HC Deb 11 May 1982 vol 23 cc583-4
4. Dr. Edmund Marshall

asked the Secretary of State for Social Services why the Department has requested regional health authorities to record the marital status of women who have given birth.

The Under-Secretary of State for Health and Social Security (Mr. Geoffrey Finsberg)

This is no new request. For more than 30 years marital status has been included in the hospital in-patient inquiry. But a fresh look at the information needs for the National Health Service is being taken by a steering group set up in 1980. It has proposed that marital status should continue to be recorded for the time being, and its proposals have gone out for consultation. Formal recommendations have not yet come to us.

Dr. Marshall

What business is it of the health authorities to pry into the marital status of patients? Without in any way devaluing the moral and social standing of marriage as an institution, will the health authorities confine themselves to health matters?

Mr. Finsberg

I remind the hon. Gentleman that the information has been supplied for the past 30 years.

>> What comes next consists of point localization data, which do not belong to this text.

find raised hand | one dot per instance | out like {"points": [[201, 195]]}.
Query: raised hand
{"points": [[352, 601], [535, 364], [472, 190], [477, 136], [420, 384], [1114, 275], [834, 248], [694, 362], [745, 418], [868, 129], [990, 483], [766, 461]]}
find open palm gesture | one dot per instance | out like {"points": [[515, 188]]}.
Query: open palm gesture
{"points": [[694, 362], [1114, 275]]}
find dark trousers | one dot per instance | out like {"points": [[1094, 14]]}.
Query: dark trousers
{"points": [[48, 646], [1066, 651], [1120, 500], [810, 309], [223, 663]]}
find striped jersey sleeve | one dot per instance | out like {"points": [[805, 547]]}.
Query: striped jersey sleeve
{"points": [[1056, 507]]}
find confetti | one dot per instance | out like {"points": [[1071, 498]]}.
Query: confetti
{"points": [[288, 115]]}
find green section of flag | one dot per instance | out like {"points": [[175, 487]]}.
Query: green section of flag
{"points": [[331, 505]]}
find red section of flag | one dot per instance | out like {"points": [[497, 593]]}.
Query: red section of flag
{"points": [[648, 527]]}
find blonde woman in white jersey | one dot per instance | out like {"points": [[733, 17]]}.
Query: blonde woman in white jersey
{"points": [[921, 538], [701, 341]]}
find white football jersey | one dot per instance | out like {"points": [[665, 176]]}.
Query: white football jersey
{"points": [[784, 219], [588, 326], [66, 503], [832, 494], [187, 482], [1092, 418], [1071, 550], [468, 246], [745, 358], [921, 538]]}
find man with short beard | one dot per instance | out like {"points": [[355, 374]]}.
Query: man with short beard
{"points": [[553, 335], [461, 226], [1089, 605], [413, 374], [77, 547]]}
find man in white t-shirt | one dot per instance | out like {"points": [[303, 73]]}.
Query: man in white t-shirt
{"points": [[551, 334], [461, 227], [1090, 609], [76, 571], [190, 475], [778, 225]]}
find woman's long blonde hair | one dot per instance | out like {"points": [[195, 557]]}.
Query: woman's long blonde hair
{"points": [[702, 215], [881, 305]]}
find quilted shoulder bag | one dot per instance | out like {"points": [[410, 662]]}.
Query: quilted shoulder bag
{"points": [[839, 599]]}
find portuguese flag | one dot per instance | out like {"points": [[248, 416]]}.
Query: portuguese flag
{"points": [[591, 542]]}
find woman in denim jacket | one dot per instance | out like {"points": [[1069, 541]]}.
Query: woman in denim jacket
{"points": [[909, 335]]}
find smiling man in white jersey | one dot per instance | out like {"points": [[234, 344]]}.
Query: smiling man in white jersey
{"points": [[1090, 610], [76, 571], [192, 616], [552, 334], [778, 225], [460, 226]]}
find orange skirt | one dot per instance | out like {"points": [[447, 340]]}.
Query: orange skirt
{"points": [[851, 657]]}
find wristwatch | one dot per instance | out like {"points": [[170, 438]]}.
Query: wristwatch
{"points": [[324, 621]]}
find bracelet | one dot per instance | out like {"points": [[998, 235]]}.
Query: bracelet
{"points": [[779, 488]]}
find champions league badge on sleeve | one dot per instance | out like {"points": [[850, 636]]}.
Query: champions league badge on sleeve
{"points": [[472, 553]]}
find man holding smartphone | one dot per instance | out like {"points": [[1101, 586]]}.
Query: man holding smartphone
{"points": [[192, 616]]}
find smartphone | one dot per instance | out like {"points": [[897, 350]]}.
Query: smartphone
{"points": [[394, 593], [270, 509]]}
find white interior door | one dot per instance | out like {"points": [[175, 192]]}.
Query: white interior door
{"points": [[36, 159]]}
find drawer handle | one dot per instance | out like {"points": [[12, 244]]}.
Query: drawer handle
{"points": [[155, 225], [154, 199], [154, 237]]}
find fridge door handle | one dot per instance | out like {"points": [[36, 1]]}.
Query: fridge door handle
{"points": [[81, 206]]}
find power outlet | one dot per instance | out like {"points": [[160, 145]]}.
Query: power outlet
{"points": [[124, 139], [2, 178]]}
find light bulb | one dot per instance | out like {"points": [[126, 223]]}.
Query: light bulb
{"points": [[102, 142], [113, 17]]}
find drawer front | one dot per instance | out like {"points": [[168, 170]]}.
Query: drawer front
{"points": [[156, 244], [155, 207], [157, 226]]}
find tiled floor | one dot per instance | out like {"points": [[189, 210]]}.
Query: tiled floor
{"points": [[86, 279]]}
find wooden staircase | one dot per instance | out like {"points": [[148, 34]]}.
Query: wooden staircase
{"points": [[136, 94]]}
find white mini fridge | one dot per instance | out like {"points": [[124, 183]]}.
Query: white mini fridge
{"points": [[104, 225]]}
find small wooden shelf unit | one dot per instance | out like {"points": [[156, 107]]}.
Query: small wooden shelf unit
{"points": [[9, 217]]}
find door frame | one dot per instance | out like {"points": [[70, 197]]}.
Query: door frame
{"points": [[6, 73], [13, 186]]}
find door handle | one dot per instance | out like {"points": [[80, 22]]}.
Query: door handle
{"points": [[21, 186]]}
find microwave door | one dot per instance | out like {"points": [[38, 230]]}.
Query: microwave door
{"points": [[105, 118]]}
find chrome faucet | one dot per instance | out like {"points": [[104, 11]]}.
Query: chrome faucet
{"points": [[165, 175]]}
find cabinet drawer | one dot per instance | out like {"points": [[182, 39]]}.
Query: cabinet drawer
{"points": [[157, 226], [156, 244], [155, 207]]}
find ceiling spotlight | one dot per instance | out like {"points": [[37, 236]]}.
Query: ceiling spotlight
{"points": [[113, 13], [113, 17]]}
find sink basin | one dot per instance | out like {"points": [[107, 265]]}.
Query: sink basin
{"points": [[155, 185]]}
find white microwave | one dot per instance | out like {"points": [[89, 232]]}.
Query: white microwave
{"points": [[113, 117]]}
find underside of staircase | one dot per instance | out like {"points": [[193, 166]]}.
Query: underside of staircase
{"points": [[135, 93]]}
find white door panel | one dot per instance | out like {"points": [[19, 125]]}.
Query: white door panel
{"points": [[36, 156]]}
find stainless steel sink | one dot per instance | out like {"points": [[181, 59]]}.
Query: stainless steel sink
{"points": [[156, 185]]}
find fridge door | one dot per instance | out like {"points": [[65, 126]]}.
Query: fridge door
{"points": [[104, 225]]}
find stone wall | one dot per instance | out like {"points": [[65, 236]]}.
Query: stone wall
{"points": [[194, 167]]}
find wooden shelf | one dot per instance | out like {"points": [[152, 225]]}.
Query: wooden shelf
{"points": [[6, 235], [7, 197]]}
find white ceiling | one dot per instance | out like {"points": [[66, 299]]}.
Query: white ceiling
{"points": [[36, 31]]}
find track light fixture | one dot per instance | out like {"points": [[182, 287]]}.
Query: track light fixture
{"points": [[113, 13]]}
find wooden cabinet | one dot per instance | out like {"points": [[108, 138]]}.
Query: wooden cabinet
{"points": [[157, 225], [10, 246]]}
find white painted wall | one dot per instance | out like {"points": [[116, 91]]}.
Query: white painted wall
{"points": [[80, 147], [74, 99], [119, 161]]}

The lack of sensible statistics in the National Health Service has been criticised by health service managers and by the Royal Commission. I do not see why it should be wrong to ask the committee to consider the matter. When we have seen the recommendations, we shall decide what to do.

Mr. Greenway

Will my hon. Friend confirm or deny reports in the Daily Mail that his hon. and learned Friend the Minister for Health recently stated that doctors should be free to prescribe oral contraceptatives to girls under 16, without their parents' knowledge——

Mr. Speaker

Order. I think that that is another question, although I do not know much about it myself.

Mr. Terry Davis

Why does the National Health Service need any statistics on how many mothers are married and how many are not, if the purpose of the forms is to improve the health of the children?

Mr. Finsberg

There was general unease about the quality of information available within the National Health Service. That is why we set up the Körner committee. In the light of the Körner committee's recommendations and of the consultations, we can decide whether to change the system that has been in existence for 30 years, under several Labour Governments.